In high school, Smart was a three-year starter for Oregon High School in Wisconsin. He was a second-team All-Badger Conference pick as a senior and by the end of his career was the all-time assists leader at Oregon for a career (458), season (201) and single game (20).
Smart attended Kenyon College, where he is the school's career assists leader (542). In 1999, as a senior, he was an All-North Coast Athletic Conference selection, named the NCAC Scholar Athlete of the Year, and among 20 students in the country selected for the USA Today All-USA Academic team. On ESPN's Pardon the Interruption, he credited his personal relationship with then head coach Bill Brown as the reason for his decision to attend the school.
Smart began his coaching career in 1999 as an assistant at California University of Pennsylvania, where he also earned a master's degree. Afterwards, he was hired as Director of Basketball Operations at the University of Dayton. He was then an assistant at the University of Akron for three years, Clemson for two, and Florida for one.

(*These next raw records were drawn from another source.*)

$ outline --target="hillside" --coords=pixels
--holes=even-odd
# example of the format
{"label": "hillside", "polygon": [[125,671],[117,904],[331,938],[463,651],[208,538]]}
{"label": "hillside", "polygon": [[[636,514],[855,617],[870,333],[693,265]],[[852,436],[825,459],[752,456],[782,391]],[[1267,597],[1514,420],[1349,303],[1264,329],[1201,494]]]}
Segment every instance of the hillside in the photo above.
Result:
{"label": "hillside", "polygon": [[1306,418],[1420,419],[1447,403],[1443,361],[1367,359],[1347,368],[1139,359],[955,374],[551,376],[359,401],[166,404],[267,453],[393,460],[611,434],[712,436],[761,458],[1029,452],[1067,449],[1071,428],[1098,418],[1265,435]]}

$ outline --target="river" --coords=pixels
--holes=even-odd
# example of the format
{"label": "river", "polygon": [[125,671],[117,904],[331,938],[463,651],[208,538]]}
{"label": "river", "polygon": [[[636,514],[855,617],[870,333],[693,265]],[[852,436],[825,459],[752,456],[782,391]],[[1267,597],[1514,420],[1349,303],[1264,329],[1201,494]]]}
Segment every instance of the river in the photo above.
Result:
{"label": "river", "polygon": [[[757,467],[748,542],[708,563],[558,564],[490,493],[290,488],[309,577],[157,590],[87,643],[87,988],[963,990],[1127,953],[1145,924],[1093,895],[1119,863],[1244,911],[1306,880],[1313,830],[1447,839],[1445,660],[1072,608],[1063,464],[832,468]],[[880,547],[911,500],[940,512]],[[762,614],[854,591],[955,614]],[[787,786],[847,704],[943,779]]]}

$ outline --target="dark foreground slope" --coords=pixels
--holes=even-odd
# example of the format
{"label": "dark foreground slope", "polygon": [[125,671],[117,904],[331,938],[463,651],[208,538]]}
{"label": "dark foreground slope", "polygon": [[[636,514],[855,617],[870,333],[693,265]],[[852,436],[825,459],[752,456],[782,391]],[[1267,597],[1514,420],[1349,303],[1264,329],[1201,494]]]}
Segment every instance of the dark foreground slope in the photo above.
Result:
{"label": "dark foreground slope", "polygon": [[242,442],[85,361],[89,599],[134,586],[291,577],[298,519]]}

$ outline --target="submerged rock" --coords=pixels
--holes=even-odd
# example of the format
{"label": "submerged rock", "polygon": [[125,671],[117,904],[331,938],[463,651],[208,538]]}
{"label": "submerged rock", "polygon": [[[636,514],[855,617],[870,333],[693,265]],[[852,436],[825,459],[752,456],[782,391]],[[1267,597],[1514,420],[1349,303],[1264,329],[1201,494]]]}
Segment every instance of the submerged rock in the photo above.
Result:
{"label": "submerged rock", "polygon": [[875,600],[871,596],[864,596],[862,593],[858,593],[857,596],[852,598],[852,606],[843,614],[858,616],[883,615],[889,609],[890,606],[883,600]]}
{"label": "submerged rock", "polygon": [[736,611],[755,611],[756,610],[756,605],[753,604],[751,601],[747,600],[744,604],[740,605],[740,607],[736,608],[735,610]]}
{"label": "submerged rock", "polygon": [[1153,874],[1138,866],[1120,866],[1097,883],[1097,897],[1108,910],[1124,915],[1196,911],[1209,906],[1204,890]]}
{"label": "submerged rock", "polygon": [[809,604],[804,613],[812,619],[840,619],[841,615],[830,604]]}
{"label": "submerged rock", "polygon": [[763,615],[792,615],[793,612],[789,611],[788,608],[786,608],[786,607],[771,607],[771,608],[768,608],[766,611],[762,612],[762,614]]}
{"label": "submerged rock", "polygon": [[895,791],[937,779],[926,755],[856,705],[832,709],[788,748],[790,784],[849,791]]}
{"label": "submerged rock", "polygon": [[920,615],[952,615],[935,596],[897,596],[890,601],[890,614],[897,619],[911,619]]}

VCU hired Smart to be the head coach in the spring of 2009 after the program's previous coach, Anthony Grant, left to become the head coach of the Alabama Crimson Tide men's basketball team. Smart's hire made him the 10th-youngest head coach in Division I. In his first season, he led the Rams to a 27–10 season and a CBI Championship after VCU swept Saint Louis in the championship best-of-three series.